Born in Saskatchewan in 1933, Peter Soehn not only created characters of rural life, he himself was exactly that. Soehn worked as a television prop builder and on-camera painting Instructor in Alberta and in Kelowna British Columbia at C.H.B.C. T.V. during the 1960’s and 1970’s. In the 1980’s his family created ambitious folk-art sculptures and theme-parks for the amusement of others, from the demolished Kelowna Zoo to the re-developed Old MacDonald’s Farm, very little remains of his work in the Okanagan.
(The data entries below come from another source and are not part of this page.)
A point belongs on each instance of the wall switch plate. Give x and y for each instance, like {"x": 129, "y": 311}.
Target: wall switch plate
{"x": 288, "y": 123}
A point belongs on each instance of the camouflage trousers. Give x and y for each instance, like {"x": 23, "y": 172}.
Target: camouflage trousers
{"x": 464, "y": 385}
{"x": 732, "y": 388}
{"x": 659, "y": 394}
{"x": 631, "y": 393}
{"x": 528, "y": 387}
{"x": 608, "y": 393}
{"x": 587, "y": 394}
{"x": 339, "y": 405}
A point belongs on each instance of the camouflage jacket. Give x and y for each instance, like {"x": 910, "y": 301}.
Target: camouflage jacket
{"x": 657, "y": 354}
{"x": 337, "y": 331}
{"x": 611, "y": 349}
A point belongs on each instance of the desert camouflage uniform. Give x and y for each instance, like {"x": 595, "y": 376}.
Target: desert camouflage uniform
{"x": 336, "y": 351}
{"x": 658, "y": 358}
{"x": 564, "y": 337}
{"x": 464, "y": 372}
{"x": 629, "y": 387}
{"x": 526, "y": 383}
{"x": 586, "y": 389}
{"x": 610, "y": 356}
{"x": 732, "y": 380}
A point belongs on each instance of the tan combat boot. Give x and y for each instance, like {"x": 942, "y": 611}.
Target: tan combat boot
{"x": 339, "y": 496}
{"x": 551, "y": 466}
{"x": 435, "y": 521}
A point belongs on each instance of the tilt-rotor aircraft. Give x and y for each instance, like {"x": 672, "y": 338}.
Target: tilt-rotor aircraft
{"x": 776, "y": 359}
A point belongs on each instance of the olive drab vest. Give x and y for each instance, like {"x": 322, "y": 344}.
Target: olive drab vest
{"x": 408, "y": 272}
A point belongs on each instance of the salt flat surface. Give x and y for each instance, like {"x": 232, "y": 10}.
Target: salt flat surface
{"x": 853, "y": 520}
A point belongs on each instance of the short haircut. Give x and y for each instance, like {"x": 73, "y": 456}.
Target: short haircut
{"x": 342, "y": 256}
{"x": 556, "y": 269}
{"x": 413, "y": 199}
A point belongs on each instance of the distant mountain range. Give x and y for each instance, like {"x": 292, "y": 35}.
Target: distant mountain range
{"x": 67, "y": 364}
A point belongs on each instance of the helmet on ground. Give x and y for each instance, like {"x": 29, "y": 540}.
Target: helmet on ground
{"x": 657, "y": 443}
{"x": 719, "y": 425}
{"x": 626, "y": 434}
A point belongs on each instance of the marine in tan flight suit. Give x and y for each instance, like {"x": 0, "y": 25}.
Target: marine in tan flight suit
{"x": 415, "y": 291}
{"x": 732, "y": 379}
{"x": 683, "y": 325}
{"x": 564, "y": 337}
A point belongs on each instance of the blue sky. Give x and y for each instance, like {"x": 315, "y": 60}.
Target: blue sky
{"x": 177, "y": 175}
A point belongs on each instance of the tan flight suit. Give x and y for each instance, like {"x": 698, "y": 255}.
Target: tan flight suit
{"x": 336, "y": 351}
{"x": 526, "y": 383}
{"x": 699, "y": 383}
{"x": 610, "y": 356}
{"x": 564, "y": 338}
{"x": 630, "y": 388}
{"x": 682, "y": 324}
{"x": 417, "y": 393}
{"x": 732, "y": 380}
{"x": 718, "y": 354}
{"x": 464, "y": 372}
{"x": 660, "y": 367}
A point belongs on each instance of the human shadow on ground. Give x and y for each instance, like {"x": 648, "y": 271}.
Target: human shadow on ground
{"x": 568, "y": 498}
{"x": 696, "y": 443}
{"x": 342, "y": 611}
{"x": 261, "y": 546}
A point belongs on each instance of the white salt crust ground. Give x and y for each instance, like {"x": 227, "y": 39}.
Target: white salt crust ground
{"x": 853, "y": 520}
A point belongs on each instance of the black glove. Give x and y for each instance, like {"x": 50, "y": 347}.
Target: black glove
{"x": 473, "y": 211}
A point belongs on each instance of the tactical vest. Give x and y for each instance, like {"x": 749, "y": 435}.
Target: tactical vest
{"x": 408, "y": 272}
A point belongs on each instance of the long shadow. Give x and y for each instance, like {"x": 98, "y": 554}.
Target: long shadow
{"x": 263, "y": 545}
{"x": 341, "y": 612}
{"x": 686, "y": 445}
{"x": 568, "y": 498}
Scott August is a Kelowna born artist working between the Okanagan and Vancouver, he has been actively photographing and collecting what remains of the Soehn’s Attractions. Furbish: Remnant Themes of Post-Amusement will resurrect forgotten feelings and memories, while enveloping the viewer in it’s overwhelming scale and decaying state. Like Peter Soehn, Scott August’s art focuses around creating fantastical large-scale installations: 25 Foot Cowboy (2005), Bear Peaking Over Mountain Gets New Cowboy Friend (2008), and Artist Changes Sign (2015). He has exhibited at the Kelowna Art Gallery, the Alternator Centre for Contemporary Art, Victoria’s 50/50 Gallery, Vancouver’s Interurban Gallery, and abroad at Pop Montreal Arts Festival and Chicago’s Three Walls Gallery.
Plan your summer vacation around visiting FURBISH at the Lake Country Art Gallery, then continue with your Soehn travel-homage by visiting his legendary Penticton Peach, his Cultus Lake water squirting frogs, or by trying on his Clem T. Gopher Mascot Head at the World Famous Gopher Hole Museum in Torrington, Alberta.